Not only are women more likely to save in retirement plans than men are, but they also save more and are just as aggressive with their cash as their male peers, according to a new report from Vanguard. Take a look at the numbers:
Women were more likely to participate in their retirement plans at work than men, with 73 percent of all women studied participating in plans, compared to 66 percent of men. And that held true for every income level.
When they did save, women were also likely to put away a bigger share of their pay. Overall, the women studied saved 7 percent of their salary in retirement savings accounts, compared to the 6.8 percent of pay saved by men. Saving rates increased with earnings, but at every income level, women saved a higher share of their pay than men did.
“Women seem to be a bit better at this than men,” says Jean Young, senior research analyst at Vanguard and author of the report. “They’re more likely to save and when they save, they save more.”

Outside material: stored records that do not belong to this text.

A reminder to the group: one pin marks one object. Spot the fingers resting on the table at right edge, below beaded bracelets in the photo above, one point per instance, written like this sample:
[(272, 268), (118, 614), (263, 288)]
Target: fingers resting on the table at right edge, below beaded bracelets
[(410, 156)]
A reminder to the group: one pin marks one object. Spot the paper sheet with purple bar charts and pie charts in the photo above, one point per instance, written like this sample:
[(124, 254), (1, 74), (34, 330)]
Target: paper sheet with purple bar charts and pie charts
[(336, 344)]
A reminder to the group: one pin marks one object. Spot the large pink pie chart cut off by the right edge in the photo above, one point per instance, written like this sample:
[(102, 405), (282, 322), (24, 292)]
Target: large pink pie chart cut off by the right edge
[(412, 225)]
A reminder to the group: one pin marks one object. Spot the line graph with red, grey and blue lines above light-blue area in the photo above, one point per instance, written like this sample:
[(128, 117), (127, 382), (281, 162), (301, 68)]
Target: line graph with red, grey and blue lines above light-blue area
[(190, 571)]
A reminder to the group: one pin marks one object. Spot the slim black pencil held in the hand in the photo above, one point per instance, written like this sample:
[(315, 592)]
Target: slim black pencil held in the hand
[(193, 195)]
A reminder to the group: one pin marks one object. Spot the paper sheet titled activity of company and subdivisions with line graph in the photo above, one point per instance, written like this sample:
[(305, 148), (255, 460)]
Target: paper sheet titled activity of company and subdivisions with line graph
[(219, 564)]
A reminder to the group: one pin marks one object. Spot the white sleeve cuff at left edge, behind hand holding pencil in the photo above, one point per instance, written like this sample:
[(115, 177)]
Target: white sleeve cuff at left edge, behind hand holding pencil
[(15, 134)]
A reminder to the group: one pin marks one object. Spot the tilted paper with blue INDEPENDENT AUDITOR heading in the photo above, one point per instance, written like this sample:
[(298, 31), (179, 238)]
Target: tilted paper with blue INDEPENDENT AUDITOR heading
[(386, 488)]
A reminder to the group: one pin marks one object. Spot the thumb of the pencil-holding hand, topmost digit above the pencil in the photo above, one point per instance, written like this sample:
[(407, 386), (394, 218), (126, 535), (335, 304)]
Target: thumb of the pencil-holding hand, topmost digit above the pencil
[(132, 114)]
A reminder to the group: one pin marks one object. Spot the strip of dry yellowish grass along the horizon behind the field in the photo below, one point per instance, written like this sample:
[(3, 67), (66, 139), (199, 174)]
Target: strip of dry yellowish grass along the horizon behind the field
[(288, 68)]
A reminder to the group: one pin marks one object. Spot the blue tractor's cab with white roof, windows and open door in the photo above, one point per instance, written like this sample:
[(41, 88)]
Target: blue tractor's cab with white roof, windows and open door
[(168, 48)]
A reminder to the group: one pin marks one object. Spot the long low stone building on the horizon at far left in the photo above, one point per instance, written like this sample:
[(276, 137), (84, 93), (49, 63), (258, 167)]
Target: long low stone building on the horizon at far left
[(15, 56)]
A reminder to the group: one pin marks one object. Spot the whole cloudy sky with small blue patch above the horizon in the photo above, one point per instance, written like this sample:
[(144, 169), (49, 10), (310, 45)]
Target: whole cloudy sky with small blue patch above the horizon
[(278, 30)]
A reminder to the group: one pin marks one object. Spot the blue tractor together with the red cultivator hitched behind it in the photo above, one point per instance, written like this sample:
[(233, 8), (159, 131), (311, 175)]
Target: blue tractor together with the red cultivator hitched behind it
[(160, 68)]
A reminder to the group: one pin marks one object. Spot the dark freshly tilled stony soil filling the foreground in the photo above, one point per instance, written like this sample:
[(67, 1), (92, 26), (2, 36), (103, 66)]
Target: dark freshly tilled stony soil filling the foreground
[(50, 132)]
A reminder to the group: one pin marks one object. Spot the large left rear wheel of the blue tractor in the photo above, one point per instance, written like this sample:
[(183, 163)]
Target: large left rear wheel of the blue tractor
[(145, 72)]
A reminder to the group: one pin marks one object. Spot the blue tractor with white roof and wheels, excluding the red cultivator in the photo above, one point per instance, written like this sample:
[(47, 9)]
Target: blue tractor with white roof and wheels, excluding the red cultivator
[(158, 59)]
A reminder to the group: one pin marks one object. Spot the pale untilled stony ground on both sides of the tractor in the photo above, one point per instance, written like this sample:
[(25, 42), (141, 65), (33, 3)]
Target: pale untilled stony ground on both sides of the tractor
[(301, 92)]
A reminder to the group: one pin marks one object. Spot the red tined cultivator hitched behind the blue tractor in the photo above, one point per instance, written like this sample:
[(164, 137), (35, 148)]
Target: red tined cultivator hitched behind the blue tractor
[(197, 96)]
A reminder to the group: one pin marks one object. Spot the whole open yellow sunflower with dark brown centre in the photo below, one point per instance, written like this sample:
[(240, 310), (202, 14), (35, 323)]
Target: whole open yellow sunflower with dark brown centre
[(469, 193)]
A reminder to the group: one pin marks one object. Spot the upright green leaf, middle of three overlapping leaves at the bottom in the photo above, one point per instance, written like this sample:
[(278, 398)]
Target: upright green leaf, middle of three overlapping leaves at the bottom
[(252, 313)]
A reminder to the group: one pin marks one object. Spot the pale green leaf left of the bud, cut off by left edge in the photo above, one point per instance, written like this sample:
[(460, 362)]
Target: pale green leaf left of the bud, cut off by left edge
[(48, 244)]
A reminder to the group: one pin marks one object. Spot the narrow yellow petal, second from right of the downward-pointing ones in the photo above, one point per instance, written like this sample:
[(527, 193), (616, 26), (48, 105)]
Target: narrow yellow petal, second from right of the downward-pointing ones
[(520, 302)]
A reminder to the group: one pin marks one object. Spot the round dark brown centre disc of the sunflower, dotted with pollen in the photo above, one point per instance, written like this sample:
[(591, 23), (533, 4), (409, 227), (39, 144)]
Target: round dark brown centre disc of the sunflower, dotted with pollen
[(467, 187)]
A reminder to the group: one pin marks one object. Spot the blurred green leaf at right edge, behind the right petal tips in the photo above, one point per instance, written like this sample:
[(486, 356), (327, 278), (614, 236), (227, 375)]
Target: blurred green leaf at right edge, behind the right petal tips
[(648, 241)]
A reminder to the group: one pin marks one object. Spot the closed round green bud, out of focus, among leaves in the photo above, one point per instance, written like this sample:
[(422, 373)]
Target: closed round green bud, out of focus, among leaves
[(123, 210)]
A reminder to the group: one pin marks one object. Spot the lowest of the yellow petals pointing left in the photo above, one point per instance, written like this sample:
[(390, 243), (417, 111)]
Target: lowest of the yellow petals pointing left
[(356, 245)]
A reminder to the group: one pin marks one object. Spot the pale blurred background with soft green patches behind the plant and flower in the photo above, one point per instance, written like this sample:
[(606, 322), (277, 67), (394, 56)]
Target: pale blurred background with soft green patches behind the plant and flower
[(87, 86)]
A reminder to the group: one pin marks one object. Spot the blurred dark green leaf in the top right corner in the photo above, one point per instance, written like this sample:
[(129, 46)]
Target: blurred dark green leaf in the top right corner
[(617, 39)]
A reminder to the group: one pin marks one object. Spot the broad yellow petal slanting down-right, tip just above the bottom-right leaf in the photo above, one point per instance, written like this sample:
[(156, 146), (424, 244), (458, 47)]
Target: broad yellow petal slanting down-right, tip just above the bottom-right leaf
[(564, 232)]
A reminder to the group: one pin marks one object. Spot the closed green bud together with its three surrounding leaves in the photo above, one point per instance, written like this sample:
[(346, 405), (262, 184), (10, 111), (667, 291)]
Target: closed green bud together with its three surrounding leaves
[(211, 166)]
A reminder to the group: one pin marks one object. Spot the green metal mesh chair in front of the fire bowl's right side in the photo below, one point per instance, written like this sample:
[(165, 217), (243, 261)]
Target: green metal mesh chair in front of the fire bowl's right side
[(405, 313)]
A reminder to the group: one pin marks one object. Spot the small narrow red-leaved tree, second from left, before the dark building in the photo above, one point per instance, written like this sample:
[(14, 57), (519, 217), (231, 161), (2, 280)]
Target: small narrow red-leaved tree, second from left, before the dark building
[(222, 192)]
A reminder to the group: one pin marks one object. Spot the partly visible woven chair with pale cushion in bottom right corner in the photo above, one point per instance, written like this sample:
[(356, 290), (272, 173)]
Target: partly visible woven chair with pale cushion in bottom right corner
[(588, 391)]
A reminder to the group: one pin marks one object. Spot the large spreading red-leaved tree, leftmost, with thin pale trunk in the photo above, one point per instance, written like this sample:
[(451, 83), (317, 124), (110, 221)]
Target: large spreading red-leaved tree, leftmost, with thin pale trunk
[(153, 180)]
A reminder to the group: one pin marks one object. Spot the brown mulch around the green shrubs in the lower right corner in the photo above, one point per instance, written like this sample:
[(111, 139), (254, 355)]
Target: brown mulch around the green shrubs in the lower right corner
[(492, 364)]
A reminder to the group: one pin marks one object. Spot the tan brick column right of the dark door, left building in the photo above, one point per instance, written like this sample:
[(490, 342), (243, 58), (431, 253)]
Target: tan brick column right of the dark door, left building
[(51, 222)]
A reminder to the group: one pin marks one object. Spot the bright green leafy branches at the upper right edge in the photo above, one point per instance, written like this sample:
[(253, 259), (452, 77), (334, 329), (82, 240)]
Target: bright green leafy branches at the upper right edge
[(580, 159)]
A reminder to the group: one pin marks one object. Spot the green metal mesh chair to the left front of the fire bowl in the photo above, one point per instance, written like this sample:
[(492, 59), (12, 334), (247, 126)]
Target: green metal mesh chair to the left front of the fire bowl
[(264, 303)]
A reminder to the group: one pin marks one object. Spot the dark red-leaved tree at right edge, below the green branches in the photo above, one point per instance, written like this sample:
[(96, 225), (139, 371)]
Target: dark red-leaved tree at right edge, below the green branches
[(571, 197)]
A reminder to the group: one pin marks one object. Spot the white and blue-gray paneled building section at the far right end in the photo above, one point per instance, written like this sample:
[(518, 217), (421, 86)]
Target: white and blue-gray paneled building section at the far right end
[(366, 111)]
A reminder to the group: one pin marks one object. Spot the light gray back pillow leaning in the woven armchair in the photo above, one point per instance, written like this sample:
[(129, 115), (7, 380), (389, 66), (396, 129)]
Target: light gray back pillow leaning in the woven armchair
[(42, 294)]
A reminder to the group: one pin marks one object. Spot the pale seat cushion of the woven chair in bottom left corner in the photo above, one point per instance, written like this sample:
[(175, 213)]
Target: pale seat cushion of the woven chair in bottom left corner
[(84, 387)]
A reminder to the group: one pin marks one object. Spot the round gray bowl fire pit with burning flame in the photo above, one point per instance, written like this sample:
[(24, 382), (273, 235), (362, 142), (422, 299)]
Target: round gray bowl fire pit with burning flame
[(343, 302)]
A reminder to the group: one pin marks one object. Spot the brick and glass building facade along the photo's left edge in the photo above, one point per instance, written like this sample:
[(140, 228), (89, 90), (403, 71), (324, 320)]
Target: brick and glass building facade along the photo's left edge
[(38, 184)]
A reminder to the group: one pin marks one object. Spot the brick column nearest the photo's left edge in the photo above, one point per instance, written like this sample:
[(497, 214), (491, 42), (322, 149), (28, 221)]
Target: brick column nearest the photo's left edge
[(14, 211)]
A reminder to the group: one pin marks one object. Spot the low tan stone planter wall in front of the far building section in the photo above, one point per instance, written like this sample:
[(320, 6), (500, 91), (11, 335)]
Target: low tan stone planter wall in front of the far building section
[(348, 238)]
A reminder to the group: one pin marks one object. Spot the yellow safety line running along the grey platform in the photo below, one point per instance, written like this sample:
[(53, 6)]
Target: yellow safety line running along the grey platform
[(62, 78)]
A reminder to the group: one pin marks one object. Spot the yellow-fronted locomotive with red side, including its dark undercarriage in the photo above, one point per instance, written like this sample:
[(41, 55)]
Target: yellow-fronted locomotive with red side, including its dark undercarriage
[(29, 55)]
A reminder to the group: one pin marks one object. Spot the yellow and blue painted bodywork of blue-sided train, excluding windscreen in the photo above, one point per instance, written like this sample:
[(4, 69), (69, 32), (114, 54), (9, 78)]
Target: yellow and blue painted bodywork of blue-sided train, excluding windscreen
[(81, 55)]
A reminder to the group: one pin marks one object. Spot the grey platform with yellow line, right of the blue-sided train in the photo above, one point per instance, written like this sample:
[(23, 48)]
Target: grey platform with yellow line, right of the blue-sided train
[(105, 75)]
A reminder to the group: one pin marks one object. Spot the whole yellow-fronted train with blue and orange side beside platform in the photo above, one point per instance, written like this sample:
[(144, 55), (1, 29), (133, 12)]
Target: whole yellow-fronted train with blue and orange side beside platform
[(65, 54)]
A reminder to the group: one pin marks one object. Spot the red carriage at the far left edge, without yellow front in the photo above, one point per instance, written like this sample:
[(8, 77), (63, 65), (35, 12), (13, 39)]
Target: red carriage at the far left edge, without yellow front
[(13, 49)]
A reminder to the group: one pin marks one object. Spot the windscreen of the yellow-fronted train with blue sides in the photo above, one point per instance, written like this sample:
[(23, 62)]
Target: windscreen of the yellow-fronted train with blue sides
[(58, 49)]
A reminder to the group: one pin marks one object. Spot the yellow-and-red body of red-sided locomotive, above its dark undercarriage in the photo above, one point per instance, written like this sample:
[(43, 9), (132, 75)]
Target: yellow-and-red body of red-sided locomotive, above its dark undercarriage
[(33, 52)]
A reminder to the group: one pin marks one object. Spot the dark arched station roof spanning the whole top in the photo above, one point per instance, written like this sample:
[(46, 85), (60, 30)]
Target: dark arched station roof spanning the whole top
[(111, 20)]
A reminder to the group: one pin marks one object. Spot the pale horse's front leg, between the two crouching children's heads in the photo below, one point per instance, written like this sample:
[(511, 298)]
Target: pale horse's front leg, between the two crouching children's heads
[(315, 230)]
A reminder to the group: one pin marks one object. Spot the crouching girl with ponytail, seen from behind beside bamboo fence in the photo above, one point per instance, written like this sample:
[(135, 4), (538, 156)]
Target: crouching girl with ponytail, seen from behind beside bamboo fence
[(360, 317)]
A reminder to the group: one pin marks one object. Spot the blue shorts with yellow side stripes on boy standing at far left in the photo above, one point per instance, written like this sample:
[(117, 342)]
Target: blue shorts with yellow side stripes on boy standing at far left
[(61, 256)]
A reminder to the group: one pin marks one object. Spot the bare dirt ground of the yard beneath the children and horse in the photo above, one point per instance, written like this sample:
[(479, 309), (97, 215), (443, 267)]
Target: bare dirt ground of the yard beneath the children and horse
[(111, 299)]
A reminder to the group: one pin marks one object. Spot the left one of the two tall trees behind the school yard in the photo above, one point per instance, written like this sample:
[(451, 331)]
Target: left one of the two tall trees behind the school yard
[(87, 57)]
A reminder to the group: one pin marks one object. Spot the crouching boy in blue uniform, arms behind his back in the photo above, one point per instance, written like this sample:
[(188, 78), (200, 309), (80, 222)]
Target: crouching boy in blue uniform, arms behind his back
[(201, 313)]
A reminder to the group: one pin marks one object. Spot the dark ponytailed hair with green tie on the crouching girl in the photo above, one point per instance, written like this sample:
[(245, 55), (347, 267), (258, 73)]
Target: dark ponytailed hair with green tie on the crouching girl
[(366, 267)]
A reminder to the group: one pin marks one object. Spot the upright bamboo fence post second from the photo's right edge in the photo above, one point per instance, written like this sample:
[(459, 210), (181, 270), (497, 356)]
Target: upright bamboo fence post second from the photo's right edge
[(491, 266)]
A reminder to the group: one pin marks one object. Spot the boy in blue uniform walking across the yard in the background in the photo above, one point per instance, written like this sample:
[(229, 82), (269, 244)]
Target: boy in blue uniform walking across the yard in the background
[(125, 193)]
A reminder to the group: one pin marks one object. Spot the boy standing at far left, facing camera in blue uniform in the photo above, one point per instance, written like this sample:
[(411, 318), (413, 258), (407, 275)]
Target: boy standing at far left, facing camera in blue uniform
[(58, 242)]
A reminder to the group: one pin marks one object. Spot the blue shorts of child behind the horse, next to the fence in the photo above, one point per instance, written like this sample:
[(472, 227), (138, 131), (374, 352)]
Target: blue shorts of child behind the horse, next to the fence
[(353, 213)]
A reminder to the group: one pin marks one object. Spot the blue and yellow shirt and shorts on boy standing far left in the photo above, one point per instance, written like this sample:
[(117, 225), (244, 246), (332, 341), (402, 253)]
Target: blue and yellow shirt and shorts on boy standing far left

Women were just as likely as men to invest in stocks, with 73 percent of their savings invested in equities, compared to 74 percent for men. And women were more likely to use investing vehicles like target-date funds, which adjust portfolios automatically as a person reaches retirement age. That in turn makes them less likely to trade within their retirement accounts, a habit that research shows can boost long-term returns by minimizing the chance that investors will try to time the market.
But women still fall woefully short when it comes to one key measure: their account balances. Women held an average $79,572 in defined contribution plans in March, compared to the average $123,262 held by men, according to Vanguard. The median account balance for women was $24,446, compared to $36,875 for men.
So what is behind the gap?
Don’t blame it on shoes. The bottom line is that men make more money than women do, on average, and that makes it easier for them to save more money over time, says Young. Indeed, when Vanguard researchers took income into account, the savings gap nearly vanished, except for people at the very high end of the income spectrum. As the chart shows, the gap even disappears in some cases when men and women earn the same level income.
The exception for higher earners is likely explained by the fact that men have slightly longer tenure in higher paying jobs than women did, Young says, giving them more years to save. (And that affects a small group of savers, since only 1 percent of women and 2 percent of men studied earned more than $250,000 a year.)
Some women may also be held back by an obstacle not fully covered in this report: access. Lower-income workers, and people who work part time, are less likely to have access to a retirement plan at work, according to the Bureau of Labor Statistics. Those are often the types of jobs that are more likely to be held by women, says Craig Copeland, a senior research associate for the Employee Benefits Research Institute, which has studied the gender gap in IRA balances.
The gender pay gap can also be explained in part by trends in job selection, Young says. But for women, the findings are another reminder to negotiate pay when applying for jobs or promotions. The pay gap can have an effect, even long after you’ve stopped working.